It took years to get the owners of Godiva Chocolatier to license the brand for a chocolate liqueur. It took a lot less time to learn that building the brand would not be easy.
Despite the absence of a meaningful liqueur in the portfolio, distribution was slow and since liqueurs are not a fast moving category, the turnover rate was even slower.
There’s a great story of a Seagram executive who goes to a Chinese restaurant on Long Island and, while he and his family are waiting for a table, he spots a bottle of Godiva on the back bar. This is the last type of restaurant he would expect to find the product and figures that the distributor sales rep that sold the account must be at the top of his game. What could he have said about the brand that got this small neighborhood restaurant to order it?
He goes up to the owner and says, “What did the salesman tell you to get you to take in the Godiva?” The owner, looked a bit puzzled at first, then smiled and said in a thick Cantonese accent, “Oh, he say two free vodkas if I buy the Godiva.”
After much research and thought, we came to the conclusion that despite the power of the brand name, there was a discontinuity between the expectation of the chocolate taste and the delivery of the product. When you say chocolate to people, they think, chewy, sweet and unique mouth feel. This is hard to deliver in a liquid product without ending up gloppy. So for many, the expectation was chocolate but the product delivered a Kahlua-like consistency.
We had to move out of the chocolate-only world and get closer to cream liqueurs. Two line extensions were introduced, a cappuccino/chocolate and a white chocolate, both cream products.
These strategic line extensions had a number of benefits. First, the facings went from 2 to 6 and the billboard effect on the shelf got the brand noticed and bought. Second, despite the adages not to line extend from weakness, the new forms actually benefitted the base brand (original), which started to grow. A brand that was languishing in the 10,000 cases range grew to nearly 50,000. After Diageo got it, it grew to over 100,000 cases.

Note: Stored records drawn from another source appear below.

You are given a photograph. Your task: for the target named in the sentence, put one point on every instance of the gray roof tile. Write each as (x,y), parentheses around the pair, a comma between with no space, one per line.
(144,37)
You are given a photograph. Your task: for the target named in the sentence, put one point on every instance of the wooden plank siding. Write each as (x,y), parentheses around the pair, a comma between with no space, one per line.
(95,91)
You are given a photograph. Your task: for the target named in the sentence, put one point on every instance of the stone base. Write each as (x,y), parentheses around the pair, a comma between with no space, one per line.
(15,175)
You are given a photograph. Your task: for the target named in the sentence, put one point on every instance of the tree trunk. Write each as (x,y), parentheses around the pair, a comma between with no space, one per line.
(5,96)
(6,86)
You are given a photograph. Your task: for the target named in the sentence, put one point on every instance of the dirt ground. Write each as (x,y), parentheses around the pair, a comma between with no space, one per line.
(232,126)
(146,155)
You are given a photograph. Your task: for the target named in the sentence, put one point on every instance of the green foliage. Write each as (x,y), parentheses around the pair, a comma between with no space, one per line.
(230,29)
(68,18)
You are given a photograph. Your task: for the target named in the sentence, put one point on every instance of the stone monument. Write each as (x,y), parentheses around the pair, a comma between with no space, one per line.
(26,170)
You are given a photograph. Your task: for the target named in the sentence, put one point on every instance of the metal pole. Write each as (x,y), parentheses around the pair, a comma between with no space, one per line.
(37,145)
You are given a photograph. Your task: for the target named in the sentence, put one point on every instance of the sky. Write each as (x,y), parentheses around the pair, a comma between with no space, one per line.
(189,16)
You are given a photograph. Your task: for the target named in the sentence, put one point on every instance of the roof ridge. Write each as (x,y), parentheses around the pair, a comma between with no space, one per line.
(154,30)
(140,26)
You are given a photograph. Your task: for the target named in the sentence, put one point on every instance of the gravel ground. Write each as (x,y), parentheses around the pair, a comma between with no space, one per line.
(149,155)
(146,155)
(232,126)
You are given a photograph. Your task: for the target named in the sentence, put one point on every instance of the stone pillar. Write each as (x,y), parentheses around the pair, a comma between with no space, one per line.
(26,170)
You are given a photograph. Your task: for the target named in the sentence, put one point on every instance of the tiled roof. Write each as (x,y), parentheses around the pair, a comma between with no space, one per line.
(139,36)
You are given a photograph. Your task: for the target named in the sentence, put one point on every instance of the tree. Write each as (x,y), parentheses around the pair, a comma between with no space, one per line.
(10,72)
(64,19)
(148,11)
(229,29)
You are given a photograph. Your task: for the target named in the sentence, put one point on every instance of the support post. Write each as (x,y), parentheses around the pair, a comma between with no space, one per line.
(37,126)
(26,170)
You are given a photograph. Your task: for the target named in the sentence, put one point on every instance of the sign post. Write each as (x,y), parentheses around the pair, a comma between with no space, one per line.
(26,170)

I noticed that the brand dropped back to 50,000 in 2009. I also noticed that Campbell sold Godiva Chocolatier to a Turkish company called Yildiz. But I don’t know whether Diageo still has the license and distributes it. Anyone know the status of the brand?
One thing I can tell you is that if you see a bottle of Godiva on the back bar of any Chinese restaurant on Long Island, I bet it’s been there since 1995.